The present experiment has demonstrated that the negative motivational value associated with anger expressions suffices to drive the emergence of spontaneous instrumental defensive actions, aimed at CS-avoidance. In most subjects, instrumental active avoidance was independent from any form of explicit understanding of the action-outcome contingencies, suggesting that spontaneous instrumental defensive strategies might play a role in our ability to navigate our ever changing and complex social environment. In line with Amodio⁷⁸, the classical dual-process view in social cognition, which advocates that non-declarative (implicit) behaviors consist solely of automatic stimulus-stimulus or stimulus-response associations, and that instrumental processes only intervene to exert cognitive control, is probably too simplistic. Implicit behavioral tendencies, biases, and attitudes toward others are more likely the product of a multitude of learning processes, including instrumental learning, which guarantee flexibility and adaptation to volatile environments⁷⁸. Our results further support that individual differences in active instrumental avoidance in social settings are strongly dependent on the subjective value attributed to threatening expressions, and in particular, to how we feel when we find ourselves in proximity of threatening individuals.

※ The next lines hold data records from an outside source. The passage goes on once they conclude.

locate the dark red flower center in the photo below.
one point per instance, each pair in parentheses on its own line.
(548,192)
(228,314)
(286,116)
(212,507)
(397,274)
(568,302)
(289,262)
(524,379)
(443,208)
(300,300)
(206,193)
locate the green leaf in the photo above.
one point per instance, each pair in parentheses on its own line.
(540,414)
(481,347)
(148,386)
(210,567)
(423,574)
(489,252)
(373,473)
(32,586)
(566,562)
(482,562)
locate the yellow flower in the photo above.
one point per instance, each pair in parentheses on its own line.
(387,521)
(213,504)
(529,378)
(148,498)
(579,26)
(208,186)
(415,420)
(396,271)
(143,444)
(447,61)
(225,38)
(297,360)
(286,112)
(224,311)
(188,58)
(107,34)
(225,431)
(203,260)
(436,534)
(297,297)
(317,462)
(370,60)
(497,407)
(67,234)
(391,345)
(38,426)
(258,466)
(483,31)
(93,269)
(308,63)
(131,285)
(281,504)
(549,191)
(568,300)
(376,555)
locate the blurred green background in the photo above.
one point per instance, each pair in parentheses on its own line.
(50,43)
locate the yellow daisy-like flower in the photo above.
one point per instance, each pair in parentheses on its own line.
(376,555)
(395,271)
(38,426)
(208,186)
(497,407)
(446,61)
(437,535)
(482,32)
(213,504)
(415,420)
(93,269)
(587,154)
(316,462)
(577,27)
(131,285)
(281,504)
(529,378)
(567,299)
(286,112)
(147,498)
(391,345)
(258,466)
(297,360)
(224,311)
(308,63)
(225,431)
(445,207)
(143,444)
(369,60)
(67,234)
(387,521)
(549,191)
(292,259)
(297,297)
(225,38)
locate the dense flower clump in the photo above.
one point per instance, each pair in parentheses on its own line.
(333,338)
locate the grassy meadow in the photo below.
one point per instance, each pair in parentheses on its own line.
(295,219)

The construction throughout life, for instance via direct experience or observation, of our unique representation of what others’ emotional expressions mean to us likely plays a role in shaping what we expect from those others, and ultimately drives the way we spontaneously navigate our social worlds.

Methods

Participants

278 participants participated in the experiment. 64 participants were not included in the final sample after the application of the following exclusion criteria: (1) not having completed the task (n = 3); (2) having reported problems with the task display on screen, in particular concerning a time delay between the display of the two halves of the main task scene (n = 43) or the fact that the green tick was not properly displayed on the chosen chair (n = 10) (see task section), or both problems together (n = 3); (3) declaring having been diagnosed with a neurological or psychiatric disease (n = 1); (4) having responded to less than 90% of trials in the allotted time (n = 1); (5) having anticipated more than 15% of the total of valid responses (response anticipation was defined as a response time inferior to 100 ms) (n = 3). The final sample included 214 participants (140 declared females, declared age: m = 34.9, sd = 13.2, min/max = 18/75, declared handedness: 191 right, 21 left, 2 ambidextrous) who had normal or corrected-to-normal vision and no history of neurological or psychiatric disorders. The experimental protocol was approved by the Comité d’Evaluation Ethique de Institut National de la Santé et de la Recherche Médicale (INSERM - IRB00003888 - N° 120-689bis) and was carried out in accordance with the Declaration of Helsinki. Participants provided informed consent and received a compensation for their participation to the study. The mean payment was £11.13 per hour (average experiment duration was 37.2 min).

General procedure

Participants were recruited online via the Prolific platform (www.prolific.ac). The experiment was coded in JavaScript, using the library jsPsych 6.1.0⁷⁹ and was hosted on Pavlovia’s servers (www.pavlovia.org). After providing their consent, participants filled in a short survey collecting their demographic information (gender, age, handedness and level of education) as well as the short version of the State Trait Anxiety questionnaire (STAI-S)⁸⁰. Following this initial phase, participants performed the reinforcement learning task (from now on “main task”), which lasted approximately 15 min, and was preceded by task instructions, and by a 1 min training session. At the end of the main task, participants answered several task-related questions (see Supplementary Material). The main task was followed by the subjective evaluation task, which began with task instructions and a 1 min training session. Participants were then debriefed regarding the post-test difficulty, the realistic aspect of the scene and the quality of the display. Finally, they filled in the trait scale of the short version of the State Trait Anxiety questionnaire (STAI-T)⁸⁰, the Broad Autism Phenotype Questionnaire (BAP-Q)⁸¹ and the Behavioral Activation/Inhibition Scales (BAS/BIS)⁸².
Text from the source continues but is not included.